The Providence of God (Contours of Christian Theology)

Written by Paul Helm Reviewed By Rob Cook

Rather than offering a comprehensive assessment of recent work on providence (no reference is made, for example, to M.J. Langford’s Providence or K. Ward’s Divine Action), Paul Helm endeavours to argue in favour of a specific model of God’s action in the world, namely what he calls ‘the no risk view’ whereby all events are understood as decreed by God. This view, he maintains, is biblical, it is taught by the most significant Church Fathers and it presents the majestic picture of God as someone who cannot be frustrated (p. 52).

Helm departs from certain fellow no-risk advocates like J.I. Packer by rejecting the illogical thesis that both human libertarian freedom and absolute divine sovereignty co-exist (p. 65); rather, according to Helm, God’s will determines human choices. Helm is thus a compatibilist who sees human volition as part of the nexus of secondary causation behind which God’s primary causation operates (p. 86). To make sense of the notion of guidance he invokes the traditional distinction between God’s secret will (his providential decree) and his revealed will (what he commands) (p. 131). Our duty is to strive to obey his revealed will. Regarding prayer, God both determines the prayer and its answer (ch. 6). Nevertheless our relationship to God may be said to be personal since neither constraint (e.g. parent/child relationship) nor predictability (e.g. in a close, stable relationship) are inimical to personal relations (p. 150).

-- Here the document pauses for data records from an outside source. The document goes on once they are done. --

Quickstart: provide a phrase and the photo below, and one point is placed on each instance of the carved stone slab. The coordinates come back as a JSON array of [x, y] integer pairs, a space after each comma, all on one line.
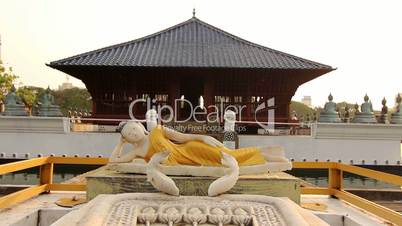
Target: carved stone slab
[[160, 209], [272, 184]]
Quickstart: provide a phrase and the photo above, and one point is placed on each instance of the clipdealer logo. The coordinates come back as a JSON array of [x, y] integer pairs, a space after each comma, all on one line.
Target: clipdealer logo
[[203, 114]]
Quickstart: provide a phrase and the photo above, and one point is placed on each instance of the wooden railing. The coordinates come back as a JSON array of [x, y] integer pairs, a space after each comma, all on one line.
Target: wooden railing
[[46, 184], [335, 182], [335, 186]]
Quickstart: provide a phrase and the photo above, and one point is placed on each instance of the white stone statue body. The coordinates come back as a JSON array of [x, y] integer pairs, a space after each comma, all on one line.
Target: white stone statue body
[[164, 151]]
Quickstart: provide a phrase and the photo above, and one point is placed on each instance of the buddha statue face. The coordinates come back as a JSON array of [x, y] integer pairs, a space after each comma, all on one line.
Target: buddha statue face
[[133, 132]]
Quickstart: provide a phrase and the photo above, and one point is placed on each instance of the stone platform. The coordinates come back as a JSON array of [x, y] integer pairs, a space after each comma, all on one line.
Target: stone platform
[[270, 184]]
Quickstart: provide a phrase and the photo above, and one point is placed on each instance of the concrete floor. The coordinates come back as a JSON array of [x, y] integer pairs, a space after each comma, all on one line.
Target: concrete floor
[[338, 212], [336, 207]]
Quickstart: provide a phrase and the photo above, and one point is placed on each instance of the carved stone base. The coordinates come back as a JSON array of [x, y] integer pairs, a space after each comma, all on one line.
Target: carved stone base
[[159, 209], [271, 184]]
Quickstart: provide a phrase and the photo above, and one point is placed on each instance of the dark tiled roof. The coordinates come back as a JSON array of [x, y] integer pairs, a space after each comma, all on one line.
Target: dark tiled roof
[[192, 43]]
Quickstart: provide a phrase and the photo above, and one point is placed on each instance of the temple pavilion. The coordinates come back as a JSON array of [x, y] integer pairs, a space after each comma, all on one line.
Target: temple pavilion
[[190, 60]]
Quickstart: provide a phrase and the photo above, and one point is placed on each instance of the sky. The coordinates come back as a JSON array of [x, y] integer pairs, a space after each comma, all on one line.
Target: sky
[[361, 38]]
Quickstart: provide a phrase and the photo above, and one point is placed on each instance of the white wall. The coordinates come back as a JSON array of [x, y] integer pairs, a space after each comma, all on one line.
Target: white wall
[[297, 147], [309, 148]]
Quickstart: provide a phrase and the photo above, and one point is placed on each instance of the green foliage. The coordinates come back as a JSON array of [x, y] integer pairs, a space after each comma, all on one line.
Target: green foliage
[[29, 96], [7, 78], [301, 109], [73, 99]]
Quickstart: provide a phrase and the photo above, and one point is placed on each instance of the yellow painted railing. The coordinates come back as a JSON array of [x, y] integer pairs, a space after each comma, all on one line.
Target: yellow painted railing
[[335, 182], [46, 184], [335, 186]]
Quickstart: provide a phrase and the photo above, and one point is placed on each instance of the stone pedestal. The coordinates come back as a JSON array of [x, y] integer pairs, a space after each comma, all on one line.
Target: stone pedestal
[[160, 209], [270, 184]]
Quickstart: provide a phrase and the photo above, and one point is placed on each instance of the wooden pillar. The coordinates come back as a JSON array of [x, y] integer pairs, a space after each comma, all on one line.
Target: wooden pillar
[[173, 92], [46, 174], [208, 93]]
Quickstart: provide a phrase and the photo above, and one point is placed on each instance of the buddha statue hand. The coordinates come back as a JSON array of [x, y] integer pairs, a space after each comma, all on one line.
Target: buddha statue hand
[[226, 182], [159, 180]]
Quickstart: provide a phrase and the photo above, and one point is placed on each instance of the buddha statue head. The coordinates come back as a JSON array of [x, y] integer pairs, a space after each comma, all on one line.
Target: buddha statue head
[[47, 98], [398, 103], [151, 118], [132, 131], [366, 107], [366, 98], [384, 109], [330, 106], [330, 97], [12, 98]]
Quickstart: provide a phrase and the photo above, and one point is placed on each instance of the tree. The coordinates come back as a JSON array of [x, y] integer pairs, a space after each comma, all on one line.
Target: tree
[[73, 99], [7, 78], [29, 96]]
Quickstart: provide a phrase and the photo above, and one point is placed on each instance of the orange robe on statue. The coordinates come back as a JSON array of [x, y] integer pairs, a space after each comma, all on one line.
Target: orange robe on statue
[[197, 153]]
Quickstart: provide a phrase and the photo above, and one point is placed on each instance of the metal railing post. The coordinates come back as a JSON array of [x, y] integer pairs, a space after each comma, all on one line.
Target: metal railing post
[[335, 179], [46, 175]]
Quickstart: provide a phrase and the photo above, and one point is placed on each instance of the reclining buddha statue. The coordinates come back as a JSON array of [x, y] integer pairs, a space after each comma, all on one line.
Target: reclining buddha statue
[[164, 151]]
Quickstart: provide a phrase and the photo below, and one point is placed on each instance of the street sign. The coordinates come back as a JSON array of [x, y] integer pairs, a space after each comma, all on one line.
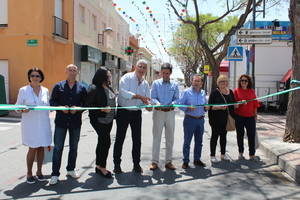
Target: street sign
[[32, 43], [265, 40], [206, 69], [254, 32], [235, 53]]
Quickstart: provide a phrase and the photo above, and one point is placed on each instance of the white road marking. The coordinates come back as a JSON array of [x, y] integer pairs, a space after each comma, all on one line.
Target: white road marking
[[5, 128]]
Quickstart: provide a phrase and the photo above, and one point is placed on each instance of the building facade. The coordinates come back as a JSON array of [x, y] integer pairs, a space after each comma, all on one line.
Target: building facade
[[35, 33], [101, 36]]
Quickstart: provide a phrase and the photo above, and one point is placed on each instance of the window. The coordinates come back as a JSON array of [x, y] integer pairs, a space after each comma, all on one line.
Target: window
[[59, 8], [94, 21], [3, 13], [82, 13]]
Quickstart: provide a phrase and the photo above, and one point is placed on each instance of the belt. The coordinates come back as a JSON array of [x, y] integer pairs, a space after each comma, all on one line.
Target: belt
[[164, 109], [194, 117]]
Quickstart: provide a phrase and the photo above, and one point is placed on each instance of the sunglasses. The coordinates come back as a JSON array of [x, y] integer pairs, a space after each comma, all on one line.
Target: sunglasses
[[35, 76]]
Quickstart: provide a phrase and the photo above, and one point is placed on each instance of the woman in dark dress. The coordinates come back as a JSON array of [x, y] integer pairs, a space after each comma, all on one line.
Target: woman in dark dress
[[218, 116], [100, 94]]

It has been said that the no-risk view makes God directly responsible for evil so that he must finally be perceived as immoral and humans as amoral. Helm counters that we are responsible insofar as we are both aware of our acts and consent to them (p. 186). He refuses to follow B. Davies in maintaining that God is morally ex lex (p. 166). For Helm, God is good without equivocation. Depending on the circumstances, suffering must therefore be understood either in terms of discipline, or of judgment, or of the provision of the means of achieving a greater good, for example the production of sympathy, compassion and patience (p. 202). The fall must be viewed in terms of felix culpa since the result is the glorifying of God through a greater manifestation of his character (p. 214). The life and death of Jesus reveal that God is not a callous potentate, for he rules through love and ‘weakness’ (p. 224). Helm concludes by stressing that the no-risk view of providence should provide solace to Christians by ‘recognizing that the evil that they and others experience has been sent’ (p. 231).

Amongst contemporary scholarship Helm provides, for me, the most persuasive and philosophically sophisticated defence of the position most of us would associate with Calvinist doctrine, and this in an admirably clear and accessible style. I was almost convinced. But profound problems for the no-risk view remain. I will forbear from discussing the exegetical ones (for example, the biblical motif of divine frustration and disappointment, e.g. Is. 50:2; Hos. 11:8f.; cf. Lk. 7:30) and will concentrate on some outstanding philosophical problems. The first concerns the reality of hell. A perfectly good God could only produce a deterministic universe involving suffering for the greater good if all humans, and perhaps all conscious creatures, attain eternal life. The only morally acceptable Calvinism is the Barthian kind. Helm hints that God’s love is partial (p. 205), but how does this square with his stress on the unequivocal goodness and, presumably, perfect love of God? Given hell, the only possible Calvinist defence seems to be the horror story offered by the Puritan divine, William Perkins, who suggested that God elected the saved so that his Mercy might be extolled and predestined the damned so as to magnify his Justice.

The two divine wills model also continues to trouble. If God’s revealed will is really what he wants to be the case then he cannot be sovereignly in control since it does not obtain in the world. If, on the other hand, God’s secret will is normative, then he must really want people to sin. Indeed, according to the no-risk view, in some sense all that happens must be good since it is an expression of God’s perfect providential will. Catastrophes and wars, therefore, can only be apparently tragic. Admittedly, we should still oppose them out of duty to God’s revealed will, but surely any sense of human pity would be misplaced? A view which seems to point to this conclusion cannot be right.

Finally, a word about the compatibilist notion of freedom. If one is responsible for all the choices that are an expression of one’s will then the compulsive kleptomaniac and the subject acting out a post-hypnotic suggestion should be held responsible, for, after all, neither experienced a struggle of wills and they both happily owned their decisions. No, surely I deliberate in order to decide what to do, not to discover what it is that I am destined to do. On the no-risk model, perhaps we cannot blame God on the Day of Judgment, but surely he cannot blame us either. We might be determined to hold one another responsible but God cannot do so unless he too is determined so to do (Helm does not divulge whether he, like Jonathan Edwards, thinks that the very notion of libertarian freedom is incoherent).

Nevertheless, Paul Helm provides a bold and valiant attempt to restate classic Calvinism with his masterly use of the tools of analytic philosophy. His book is a distinguished addition to the ‘Contours of Christian Theology’ series and I can warmly recommend it.